The windfall will follow the initial R318m the City paid its workforce “out of its own discretion and to apologise” to them after they went on strike for a week in July.
Although the cost of payments to the City was not divulged to workers, the Pretoria News was told that during the negotiations, the figure bandied about was in the region of R500m.
Workers affiliated to the SA Municipal Workers Union (Samwu) and Independent Municipal and Allied Trade Union (Imatu) reconvened outside Tshwane House yesterday following the stalemate with the City on Monday.
They went on the rampage, emptying rubbish bins in the inner city while they waited for feedback from their representatives who were engaged in further talks with the City to break the deadlock.
Traffic came to a standstill as some workers barricaded street intersections, using municipal trucks and other vehicles. Others set alight the rubbish in the middle of the roads, forcing motorists to look for alternative routes. Stones were thrown at the windows of the Pretoria News offices by demonstrators.
At stake during the negotiations was the disagreement between the parties on the implementation plan of salary increases.
The unions demanded that the metro paid them lump sums backdated to July 2017. On the other hand, the City wanted to effect payments from July 2018.
According to the unions, the payouts had to be be in line with the date on which the municipality was accorded a Category 10 status from 9 by the Department of Co-operative Governance and Traditional Affairs in 2017.
They argued that when the metro received a new ranking the salaries of workers were not adjusted accordingly.
In July, parties had agreed to embark on a 60-day benchmarking exercise through which the City compared salaries of their employees with those of their counterparts in other metros.
In September a benchmarking report was tabled in council, but its findings were yet to be implemented.
Samwu regional secretary Mpho Tladinyane said: “We are now outside the 60-day period. The negotiations were started on Monday and we agreed on adjusting the salary scales.”
He said the agreement included once-off payouts to employees, which should be calculated according to their new salary scale backdated to July, 2017.
“The employer wanted to implement them from July this year, but we were able to push to July, 2017. That has always been the mandate of the workers - July 1, 2017 - to make sure there is consistency.
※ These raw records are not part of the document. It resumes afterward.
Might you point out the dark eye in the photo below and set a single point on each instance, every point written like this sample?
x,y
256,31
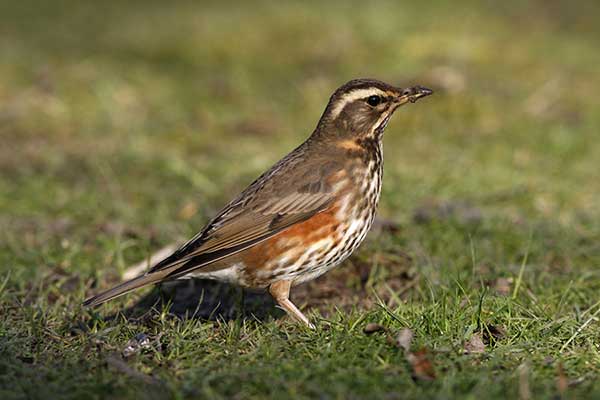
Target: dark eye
x,y
373,100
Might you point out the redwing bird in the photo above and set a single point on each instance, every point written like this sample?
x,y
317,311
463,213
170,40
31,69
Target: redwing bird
x,y
303,216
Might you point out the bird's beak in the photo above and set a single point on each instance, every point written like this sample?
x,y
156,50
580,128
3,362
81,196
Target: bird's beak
x,y
413,94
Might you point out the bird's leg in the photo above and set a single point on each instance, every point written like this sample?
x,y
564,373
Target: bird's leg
x,y
281,293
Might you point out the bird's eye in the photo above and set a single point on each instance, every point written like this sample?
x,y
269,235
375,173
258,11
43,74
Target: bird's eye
x,y
373,101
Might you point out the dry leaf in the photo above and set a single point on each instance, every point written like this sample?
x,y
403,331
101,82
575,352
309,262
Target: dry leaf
x,y
493,333
475,345
188,210
503,286
372,328
404,339
421,365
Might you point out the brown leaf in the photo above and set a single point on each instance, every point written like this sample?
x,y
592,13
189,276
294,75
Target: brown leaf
x,y
188,210
475,345
404,339
493,333
421,365
372,328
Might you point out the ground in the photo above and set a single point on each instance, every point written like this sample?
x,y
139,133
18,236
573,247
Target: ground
x,y
125,126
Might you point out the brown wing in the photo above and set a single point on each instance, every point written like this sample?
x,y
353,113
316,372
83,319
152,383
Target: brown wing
x,y
292,191
283,196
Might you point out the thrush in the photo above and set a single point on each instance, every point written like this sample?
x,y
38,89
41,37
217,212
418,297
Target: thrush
x,y
304,215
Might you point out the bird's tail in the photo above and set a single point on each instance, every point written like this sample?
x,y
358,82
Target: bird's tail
x,y
124,288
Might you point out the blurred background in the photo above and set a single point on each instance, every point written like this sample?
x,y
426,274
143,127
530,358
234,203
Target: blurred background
x,y
132,122
125,125
150,115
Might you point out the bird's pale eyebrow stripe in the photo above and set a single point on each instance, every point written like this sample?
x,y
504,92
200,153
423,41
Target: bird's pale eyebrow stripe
x,y
352,96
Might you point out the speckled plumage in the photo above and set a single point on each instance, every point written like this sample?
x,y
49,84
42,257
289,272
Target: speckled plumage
x,y
303,216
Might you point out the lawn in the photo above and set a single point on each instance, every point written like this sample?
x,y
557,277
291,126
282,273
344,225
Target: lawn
x,y
125,126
Remember that senior managers were paid from July 1, 2017. So everybody must be paid from that particular period,” he said.
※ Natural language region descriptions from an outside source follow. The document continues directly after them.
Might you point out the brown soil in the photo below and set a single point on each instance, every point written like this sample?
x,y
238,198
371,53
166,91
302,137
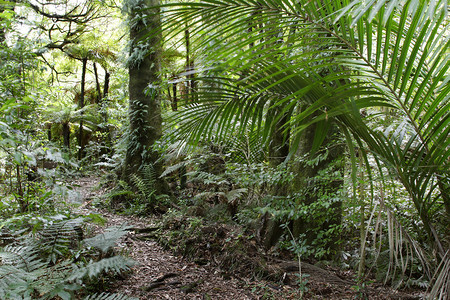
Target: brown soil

Tladinyane said it was agreed that the employer should immediately start to migrate workers into new salary structure “and immediately after finalising that particular process people must be paid within five to seven days”.
“We said the mandate from our members was that they should be paid by the end of December 2019. Those who will be outstanding must then be paid before the end of January,” he said.
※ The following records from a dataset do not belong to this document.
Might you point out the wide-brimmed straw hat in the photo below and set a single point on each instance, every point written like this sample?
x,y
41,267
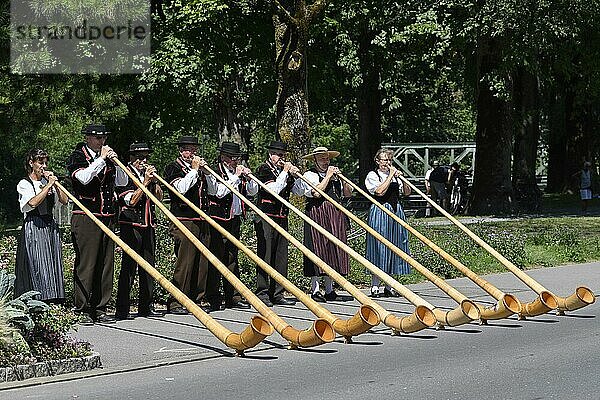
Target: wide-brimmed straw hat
x,y
277,145
94,130
187,140
139,147
321,150
230,148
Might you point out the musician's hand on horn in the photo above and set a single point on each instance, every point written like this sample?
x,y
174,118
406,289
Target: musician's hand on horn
x,y
49,175
240,170
107,153
394,172
149,174
332,171
198,162
290,168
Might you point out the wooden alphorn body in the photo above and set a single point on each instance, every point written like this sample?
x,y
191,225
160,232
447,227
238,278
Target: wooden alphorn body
x,y
467,310
421,318
507,303
546,300
258,329
321,331
363,320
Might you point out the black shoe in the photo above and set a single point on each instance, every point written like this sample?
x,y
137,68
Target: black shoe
x,y
267,301
331,296
151,313
240,305
283,301
178,311
105,319
85,320
123,316
318,297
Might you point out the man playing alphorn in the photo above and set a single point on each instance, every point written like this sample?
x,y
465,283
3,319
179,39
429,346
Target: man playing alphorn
x,y
227,209
94,177
272,247
186,176
137,222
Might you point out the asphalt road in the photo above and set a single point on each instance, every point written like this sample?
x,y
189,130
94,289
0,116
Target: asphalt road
x,y
546,357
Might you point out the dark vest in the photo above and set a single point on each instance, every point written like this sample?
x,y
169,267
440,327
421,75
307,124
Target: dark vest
x,y
98,195
333,189
142,213
46,205
267,203
222,208
197,194
392,195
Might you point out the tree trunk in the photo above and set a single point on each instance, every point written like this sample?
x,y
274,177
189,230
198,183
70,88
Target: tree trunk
x,y
229,126
369,105
492,188
527,134
557,141
292,102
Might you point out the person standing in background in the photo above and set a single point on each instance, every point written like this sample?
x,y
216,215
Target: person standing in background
x,y
39,263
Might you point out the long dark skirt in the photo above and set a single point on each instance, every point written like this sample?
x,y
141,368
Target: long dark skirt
x,y
378,253
335,222
39,259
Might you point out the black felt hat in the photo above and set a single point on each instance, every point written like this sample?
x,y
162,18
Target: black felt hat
x,y
191,140
94,130
231,148
139,147
277,145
He declined to be drawn into the collective amount it would cost the City to pay workers lump sums.
“What they paid to the city manager and to those senior managers was actually R100m. Sometimes we will find out that what they are giving us could be around R200m or R300m. Sometimes they were speaking about R500m, but you will have to speak to the employer to get the correct figures.”
Parties would on Monday head to the bargaining council in Centurion to formalise their deal.
Executive Mayor Stevens Mokgalapa said the crux of the benchmarking exercise was “a long delayed process of rationalising the remuneration regime of the City since the merger of municipalities since 2011”.
He said the finalisation of the process was made considering the financial position and stability of the City. He apologised to residents for mayhem caused by demonstrators.